Hinter der Kuppe fährst du auf einen Feldweg, die anderen halten hinter dir. Du steigst aus, öffnest den Kofferraum, holst die Decke und den Kuchen, der eigentlich für 12 reichen könnte. Die D.-Schwestern, Gero und Sylvia stehen etwas unschlüssig vor der Auswahl, und um die Befangenheit zu nehmen, erzählst Du von dieser grossartigen nacht in Berlin, 3 Uhr war es und schneidend kalt, als ihr zu viert am Heck dieses Wagens gestanden seid und die Kuchenreste verteilt habt, und weil es zu viel war, um das alles aufgetürmt zu schleppen - drei Stücke übereinander gehen noch, vier sind zu viel - habt ihr sie gleich dort gegessen, die Strasse lag wie ausgestorben da, und erst langsam stellte sich bei den Marzipanrollen heraus, wer mit wem diese Nacht wo verbringen würde.

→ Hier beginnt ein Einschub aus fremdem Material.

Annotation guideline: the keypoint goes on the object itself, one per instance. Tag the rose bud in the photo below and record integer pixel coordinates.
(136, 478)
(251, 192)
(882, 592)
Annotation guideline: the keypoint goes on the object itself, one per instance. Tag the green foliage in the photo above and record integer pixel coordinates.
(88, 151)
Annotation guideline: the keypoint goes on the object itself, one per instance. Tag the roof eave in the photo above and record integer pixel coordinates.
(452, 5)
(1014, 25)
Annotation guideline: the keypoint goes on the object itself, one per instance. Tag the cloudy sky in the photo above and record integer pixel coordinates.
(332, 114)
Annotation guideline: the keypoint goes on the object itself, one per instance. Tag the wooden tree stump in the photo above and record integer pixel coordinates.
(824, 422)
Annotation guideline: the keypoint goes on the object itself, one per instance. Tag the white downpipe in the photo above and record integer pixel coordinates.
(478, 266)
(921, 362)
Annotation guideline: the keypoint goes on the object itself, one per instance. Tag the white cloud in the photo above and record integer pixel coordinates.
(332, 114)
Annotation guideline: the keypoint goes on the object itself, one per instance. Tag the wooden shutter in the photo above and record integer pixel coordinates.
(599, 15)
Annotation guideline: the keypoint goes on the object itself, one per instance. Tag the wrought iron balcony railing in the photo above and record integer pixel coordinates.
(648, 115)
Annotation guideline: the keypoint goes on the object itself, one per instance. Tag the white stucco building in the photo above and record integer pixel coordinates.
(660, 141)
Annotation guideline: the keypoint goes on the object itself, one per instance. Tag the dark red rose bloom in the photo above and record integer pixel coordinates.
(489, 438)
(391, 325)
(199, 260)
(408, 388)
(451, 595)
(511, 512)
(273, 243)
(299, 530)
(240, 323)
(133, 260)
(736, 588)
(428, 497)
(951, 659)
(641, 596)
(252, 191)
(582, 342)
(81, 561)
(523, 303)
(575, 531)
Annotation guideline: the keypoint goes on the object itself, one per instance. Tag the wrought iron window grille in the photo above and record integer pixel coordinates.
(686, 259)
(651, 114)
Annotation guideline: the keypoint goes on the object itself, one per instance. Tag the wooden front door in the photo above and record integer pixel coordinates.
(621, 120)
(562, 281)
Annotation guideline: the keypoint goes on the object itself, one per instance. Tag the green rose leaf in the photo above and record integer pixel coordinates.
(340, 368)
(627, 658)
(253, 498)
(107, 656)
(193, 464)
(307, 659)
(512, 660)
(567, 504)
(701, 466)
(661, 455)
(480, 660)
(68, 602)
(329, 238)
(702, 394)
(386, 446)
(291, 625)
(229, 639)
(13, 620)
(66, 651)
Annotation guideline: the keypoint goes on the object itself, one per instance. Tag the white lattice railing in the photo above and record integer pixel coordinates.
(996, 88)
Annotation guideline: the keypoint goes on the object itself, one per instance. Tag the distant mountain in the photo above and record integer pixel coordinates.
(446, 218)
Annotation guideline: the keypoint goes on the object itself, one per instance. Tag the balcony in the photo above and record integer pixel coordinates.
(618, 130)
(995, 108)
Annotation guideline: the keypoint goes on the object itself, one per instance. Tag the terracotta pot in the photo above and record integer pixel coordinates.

So war das, in kalten, finsteren Berlin, also greift zu, Freunde, es geht auch ohne Teller und Gabeln.



Sylvia hat auch noch eine Decke im Auto, und Viola, die jüngere der D.-Schwestern, erweist sich als echte Chorsängerin, als sie aus den Untiefen des Wagens eine Flasche Sekt zaubert. Da sitzt ihr dann, am Rande des Feldwegs und der gesellschaftlichen Verpflichtungen, eine Hand hält den Kuchen und die andere ist drunter, damit es keine allzu grosse Sauerei gibt, Champagnercreme ist da übrigens besser, da kompakter als gedeckte Apfeltorte. Hanna, die ältere der D.-Schwestern, überlegt sich, ob sie nicht vielleicht eine Bar aufmachen soll, in der Altstadt, und eigentlich fehlt da wirklich was, ein Ort, der nicht so pseudomodernistisch gemütlich ist, sondern einfach einen gewissen Anspruch hat.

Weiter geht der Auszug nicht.